A DNA molecule with two knots in it, from one of my experiments. The molecule is about 50 microns when stretched. |

Mathematically, knots are only truly defined in loops, as a knot in an open string can just be slid off the end. Knots are loosely categorized by the minimum number of times the loop crosses over itself in a diagram (see below). The simplest knot, the trefoil, when drawn must cross itself a minimum of three times. For a given crossing number, there can be multiple kinds of knots. The two simplest knots, with three and four crossings, only have one type, then there are two for five, three for six, seven for seven, then it starts to explode: 165 for ten crossings, 9988 for thirteen, and over a million for sixteen. Beyond this, it is unknown how many kinds of knots there are (although there are constraints). Each type of knot has certain parameters that are unique to the knot, called invariants, and calculating these invariants is how knots can be distinguished. When dealing with knots in real ropes and polymers and DNA, we have to remember that it doesn't count as a knot unless the ends are closed. If the ends are very far from the interesting knotty part we can just pretend this is the case without too much issue; in simulations of tightly bunched knots however there are various algorithms called "minimally interfering closure" that make knots in open strings topologically kosher.

Knots with up to seven crossings. |

The chains in these simulations tend to be quite "loose," and I was curious about the scaling of tight or "ideal" knots, which are knots that have the minimum possible length-to-diameter ratio. Each type of knot has a parameter called the ropelength, which is the minimum length required to make a knot of unit diameter. The ropelength can be a difficult quantity to calculate, and one group has written a few papers just slightly hammering down the ropelength of the simplest knot, bringing it from 16.38 in 2001 to 16.37 in 2014.

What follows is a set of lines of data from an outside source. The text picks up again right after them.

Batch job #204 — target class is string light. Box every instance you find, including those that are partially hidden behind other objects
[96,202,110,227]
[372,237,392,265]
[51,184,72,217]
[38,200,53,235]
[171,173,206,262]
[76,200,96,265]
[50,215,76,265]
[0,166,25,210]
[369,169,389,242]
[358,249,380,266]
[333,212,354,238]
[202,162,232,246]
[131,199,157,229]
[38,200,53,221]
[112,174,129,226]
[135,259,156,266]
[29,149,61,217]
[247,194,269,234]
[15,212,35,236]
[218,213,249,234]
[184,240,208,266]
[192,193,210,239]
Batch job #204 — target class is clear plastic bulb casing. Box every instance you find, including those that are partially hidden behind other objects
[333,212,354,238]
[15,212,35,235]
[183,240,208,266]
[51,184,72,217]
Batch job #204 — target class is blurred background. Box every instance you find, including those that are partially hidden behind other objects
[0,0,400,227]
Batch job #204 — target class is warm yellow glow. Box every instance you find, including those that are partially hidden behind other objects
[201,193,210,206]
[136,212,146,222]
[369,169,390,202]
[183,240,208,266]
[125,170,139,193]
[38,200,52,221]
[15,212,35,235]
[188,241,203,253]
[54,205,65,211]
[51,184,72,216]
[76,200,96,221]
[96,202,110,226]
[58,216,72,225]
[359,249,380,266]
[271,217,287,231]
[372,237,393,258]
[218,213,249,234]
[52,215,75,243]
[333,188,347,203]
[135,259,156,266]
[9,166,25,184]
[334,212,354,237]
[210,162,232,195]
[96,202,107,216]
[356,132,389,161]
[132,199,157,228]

These knots are "ideal" meaning they have the smallest possible length-diameter ratio. |

The ropelength comes up in my research in part because of a theory from Grosberg and Rabin, who derived the free energy of a knot in a polymer. The free energy arises from the fact that the length of polymer in the knot is confined, reducing entropy, and bent, increasing energy. They argued that the energy of a given knot type is minimized at a certain length, and such a knotted conformation constitutes a metastable local minimum in the free energy (compared to the unknotted global minimum) that implies that an open knotted polymer wouldn't spontaneously unknot itself, but instead would unknot through a slower diffusion process when the knot reaches one end. One of the terms in the Grosberg-Rabin is the excess knot contour, which is the length of polymer in the knot minus the ropelength, and thus it is necessary to know the ropelength to calculate the metastable knot energy. Another paper argued that metastable knots don't exist, and that is one of the things I'm trying to figure out with my knotted DNA experiments.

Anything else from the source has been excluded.